Nfld. & Labrador

Climate strike draws thousands to march on Confederation Building in St. John's

A youth-propelled demonstration marched from Memorial University to Confederation Building in St. John's Friday to demand action on climate change.

'We will stand by this no longer,' says organizer Erin Lee

Thousands of people march up Prince Phillip Drive in St. John's, from Memorial University to Confederation Building, to demand action on climate change. (Renee Ryan/Twitter)

A youth-propelled environmental protest grabbed the world's attention Friday, with thousands of people filling one of the busiest streets in St. John's to demand action on curbing the harm of climate change. 

"The climate crisis is the most epic threat the world has ever encountered. Our house is on fire, so why aren't we acting like it?" said Erin Lee, one of the organizers of the Climate Action Now March.

"Governments all over the world, Canada and Newfoundland included, claim they are taking action, but the politics and solutions are nowhere to be seen.… We will stand by this no longer."

Erin Lee of Fridays for Future, one of the groups organizing the march, addresses the crowd gathered at Memorial University. (Ted Dillon/CBC)

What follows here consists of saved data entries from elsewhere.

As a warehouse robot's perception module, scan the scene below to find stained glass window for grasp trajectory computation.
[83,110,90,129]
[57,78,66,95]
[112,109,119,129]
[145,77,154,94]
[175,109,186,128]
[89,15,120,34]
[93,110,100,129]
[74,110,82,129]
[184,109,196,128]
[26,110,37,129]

Thousands of demonstrators gathered at Memorial University on Friday morning, and shortly after 11 a.m. took to Prince Philip Drive, a divided thoroughfare that connects a variety of institutions. 

The students marched on Confederation Building, the seat of the Newfoundland and Labrador government.

The climate march reached the steps of Confederation Building shortly before noon Friday. (Ted Dillon/CBC)

"We should not be forced to choose to skip classes and work to fight about our future, this is not fair," student Alice Ferguson-O'Brien told the crowd at a rally outside Confederation Building. 

"We don't want to fight for our future, but you have given us no choice.'

The speakers at Friday's march spoke on the 'death of Mother Earth' on the steps of the Confederation Building. (Cec Haire/CBC)

March organizers urged the large crowd on the steps of of the building to vote for representatives who would act to fight climate change. 

People also took out their smartphones and emailed Premier Dwight Ball en masse to request change.

Organizers encouraged the crowd to email Premier Dwight Ball to demand the province do more to combat climate change. (Ted Dillon/CBC)

Candidates for the Liberal, Conservative, NDP and Green parties running in the federal election all addressed the marchers with their plans.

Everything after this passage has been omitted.